Each DataVault unit stored its data in an array of 39 individual disk drives with data spread across the drives. Each 64-bit data chunk received from the I/O bus was split into two 32-bit words. Each word was combined with 7 parity bits to form a 39-bit code, split over 39 individual drives. Subsequent failure of any one of the 39 drives would not impair reading of the data, since the ECC code allows any single-bit error to be detected and corrected. The (39,32) code is a SECDED-variant Hamming code, meaning it can detect and correct any single-bit error as well as detect any two-bit error.
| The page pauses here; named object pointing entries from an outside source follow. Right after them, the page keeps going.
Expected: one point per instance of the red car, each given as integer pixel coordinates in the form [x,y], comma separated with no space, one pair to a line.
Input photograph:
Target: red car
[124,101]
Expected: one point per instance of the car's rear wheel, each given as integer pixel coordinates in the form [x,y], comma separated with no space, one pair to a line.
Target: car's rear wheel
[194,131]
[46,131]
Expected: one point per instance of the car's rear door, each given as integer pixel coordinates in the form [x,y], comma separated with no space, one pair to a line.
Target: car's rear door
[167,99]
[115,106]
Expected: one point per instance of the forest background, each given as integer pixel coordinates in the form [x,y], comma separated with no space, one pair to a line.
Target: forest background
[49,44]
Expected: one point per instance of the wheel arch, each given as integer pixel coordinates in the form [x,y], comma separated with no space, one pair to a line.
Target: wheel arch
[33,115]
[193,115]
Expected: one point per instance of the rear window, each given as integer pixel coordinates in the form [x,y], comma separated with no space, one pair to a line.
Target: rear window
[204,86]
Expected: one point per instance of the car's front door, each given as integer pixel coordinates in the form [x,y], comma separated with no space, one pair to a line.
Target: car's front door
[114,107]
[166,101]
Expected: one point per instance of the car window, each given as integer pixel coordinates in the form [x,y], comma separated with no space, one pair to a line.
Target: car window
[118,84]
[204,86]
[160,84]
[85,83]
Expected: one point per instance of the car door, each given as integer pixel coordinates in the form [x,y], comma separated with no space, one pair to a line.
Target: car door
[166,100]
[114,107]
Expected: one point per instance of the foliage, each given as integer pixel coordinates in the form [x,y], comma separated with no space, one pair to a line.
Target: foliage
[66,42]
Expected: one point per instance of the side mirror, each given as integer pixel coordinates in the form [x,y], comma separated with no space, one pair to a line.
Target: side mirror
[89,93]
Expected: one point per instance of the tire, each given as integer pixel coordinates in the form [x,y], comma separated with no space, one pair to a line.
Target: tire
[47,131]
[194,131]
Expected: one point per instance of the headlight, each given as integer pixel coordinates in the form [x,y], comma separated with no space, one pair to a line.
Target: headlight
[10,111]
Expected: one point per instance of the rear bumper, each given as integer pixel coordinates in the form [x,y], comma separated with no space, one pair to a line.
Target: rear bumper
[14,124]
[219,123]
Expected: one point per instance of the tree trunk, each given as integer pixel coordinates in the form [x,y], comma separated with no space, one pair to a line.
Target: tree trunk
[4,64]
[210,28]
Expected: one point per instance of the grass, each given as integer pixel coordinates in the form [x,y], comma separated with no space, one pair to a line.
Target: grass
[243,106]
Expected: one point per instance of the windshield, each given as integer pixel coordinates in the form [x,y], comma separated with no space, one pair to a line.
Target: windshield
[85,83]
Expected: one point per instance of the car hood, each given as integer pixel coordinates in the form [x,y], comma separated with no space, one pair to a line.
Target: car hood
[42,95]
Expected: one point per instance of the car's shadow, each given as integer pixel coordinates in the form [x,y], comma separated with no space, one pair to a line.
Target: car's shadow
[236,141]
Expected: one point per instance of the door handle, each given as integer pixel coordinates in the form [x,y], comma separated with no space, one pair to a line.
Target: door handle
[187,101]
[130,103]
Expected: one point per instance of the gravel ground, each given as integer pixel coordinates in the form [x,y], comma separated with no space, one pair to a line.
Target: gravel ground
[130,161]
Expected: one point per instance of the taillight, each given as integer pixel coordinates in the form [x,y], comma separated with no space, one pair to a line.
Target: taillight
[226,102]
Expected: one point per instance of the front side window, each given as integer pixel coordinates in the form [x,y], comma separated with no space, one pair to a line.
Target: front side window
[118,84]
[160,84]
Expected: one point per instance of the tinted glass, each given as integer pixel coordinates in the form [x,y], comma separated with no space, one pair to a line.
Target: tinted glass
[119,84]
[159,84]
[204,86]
Although operation is possible with a single failed drive, three spare drives were available to replace failed units until they are repaired. The ECC codes permit 100% recovery of the data on any one failed disk, allowing a new copy of this data to be reconstructed and written onto the replacement disk. Once this recovery is complete, the data base is considered to be healed.

In today's terminology this would be labeled a RAID-2 subsystem. However, these units shipped before the label RAID was formed.

The DataVault was an example of unusual industrial design. Instead of the usual rectilinear box, the cabinet had a gentle curve that made it look like an information desk or a bartender's station.